You probably mean debug = true. I tried this too.
The smart plugin still fails as seen from

SELECT enabled,exit_status FROM smart_device WHERE host='serv01'
    2020-06-28T07:25:00Z         1
    2020-06-28T07:30:00Z         1

and a journalctl --utc -u telegraf on this node just shows (prefix text removed)

2020-06-28T07:30:00Z D! [outputs.influxdb] Buffer fullness: 0 / 10000 metrics
2020-06-28T07:30:10Z D! [outputs.influxdb] Wrote batch of 38 metrics in 10.523401ms
2020-06-28T07:30:10Z D! [outputs.influxdb] Buffer fullness: 0 / 10000 metrics

so no telling output around 2020-06-28T07:30:00Z.

This seems a general issue with debug = true, see https://github.com/influxdata/telegraf/issues/6584. Thus good for [agent] level issues, but not for plugin issues.

Again, any help/hint on possible causes or ways to debug this are highly welcome.

1 Like

That is strange indeed. And thanks for the tip- was not aware debug not much help when plug-ins misbehave.

Maybe check there aren’t a bunch of processes or threads accumulating over time under telegraf user: ps -edf | grep telegraf

Another possibility is that smartctl process is hanging/blocking and never returns back to telegraf . Could try using longer or shorter timeout values timeout = "30s"

Hi @FixTestRepeat,

it’s not a accumulation problem, checked with ps. Since telegraf is being restarted to activate config changes this would lead to transient failure, and not the quasi static one I see (fine up to a point in time, always fails after that time).

Timeout also isn’t the culprit. Testing with

time sudo -u telegraf telegraf --config in.smart_sda.conf --test

first of all works on all nodes, and gives execution times of a few tens of seconds. The timeout is set to 30s.
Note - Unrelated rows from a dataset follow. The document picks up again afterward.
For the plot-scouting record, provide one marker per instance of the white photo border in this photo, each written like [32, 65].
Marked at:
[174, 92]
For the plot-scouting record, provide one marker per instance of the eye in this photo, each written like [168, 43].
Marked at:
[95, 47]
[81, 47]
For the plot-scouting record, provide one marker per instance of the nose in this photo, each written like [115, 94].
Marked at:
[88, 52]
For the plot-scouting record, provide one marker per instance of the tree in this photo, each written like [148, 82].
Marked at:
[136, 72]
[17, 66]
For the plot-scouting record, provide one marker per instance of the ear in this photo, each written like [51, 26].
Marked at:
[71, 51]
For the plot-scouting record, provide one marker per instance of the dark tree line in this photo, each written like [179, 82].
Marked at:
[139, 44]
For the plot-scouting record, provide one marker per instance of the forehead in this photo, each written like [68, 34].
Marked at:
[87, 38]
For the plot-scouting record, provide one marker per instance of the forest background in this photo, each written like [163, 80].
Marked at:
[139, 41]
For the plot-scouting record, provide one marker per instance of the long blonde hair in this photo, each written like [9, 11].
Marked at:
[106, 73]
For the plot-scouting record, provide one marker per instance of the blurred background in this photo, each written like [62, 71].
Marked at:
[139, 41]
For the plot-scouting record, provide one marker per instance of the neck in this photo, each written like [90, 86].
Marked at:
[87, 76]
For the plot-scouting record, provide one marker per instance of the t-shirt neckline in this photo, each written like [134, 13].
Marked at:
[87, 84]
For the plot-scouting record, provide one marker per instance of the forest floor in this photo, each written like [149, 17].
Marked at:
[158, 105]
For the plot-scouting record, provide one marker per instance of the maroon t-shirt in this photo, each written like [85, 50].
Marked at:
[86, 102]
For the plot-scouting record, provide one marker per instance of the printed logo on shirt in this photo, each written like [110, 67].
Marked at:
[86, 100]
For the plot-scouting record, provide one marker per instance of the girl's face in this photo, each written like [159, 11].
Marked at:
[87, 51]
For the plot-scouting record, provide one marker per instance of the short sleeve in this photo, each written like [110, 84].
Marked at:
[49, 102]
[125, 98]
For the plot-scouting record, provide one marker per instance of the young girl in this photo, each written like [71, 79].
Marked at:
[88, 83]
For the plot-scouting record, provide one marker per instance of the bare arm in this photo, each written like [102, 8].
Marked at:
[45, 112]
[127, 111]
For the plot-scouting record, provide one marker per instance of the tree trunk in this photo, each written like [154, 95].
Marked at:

I really don’t know how to degug this any further, any help/hints very much appreciated,

I’m stumped as well. Maybe set up a monitor over the telegraf process with pidstat -t -p PidOfTelegrafProcess 1 > /tmp/pidstatlog.txt

Depending how the plugin was written you might see a thread for smart that runs forever , or threads that run then terminate. Either way, pidstat log might show some indication of what’s happening underneath. My money is still on something hanging/blocking/dying that somehow doesn’t take down the whole telegraf process

Normally if the plugin were stuck you would get an error message, it’s possible that for some reason the data retrieved from smartctl isn’t producing any metrics. Perhaps you could write a wrapper script for smartctl that saves the command output to a file using tee?

1 Like

How did you go with this? Still the same issues? Any new findings?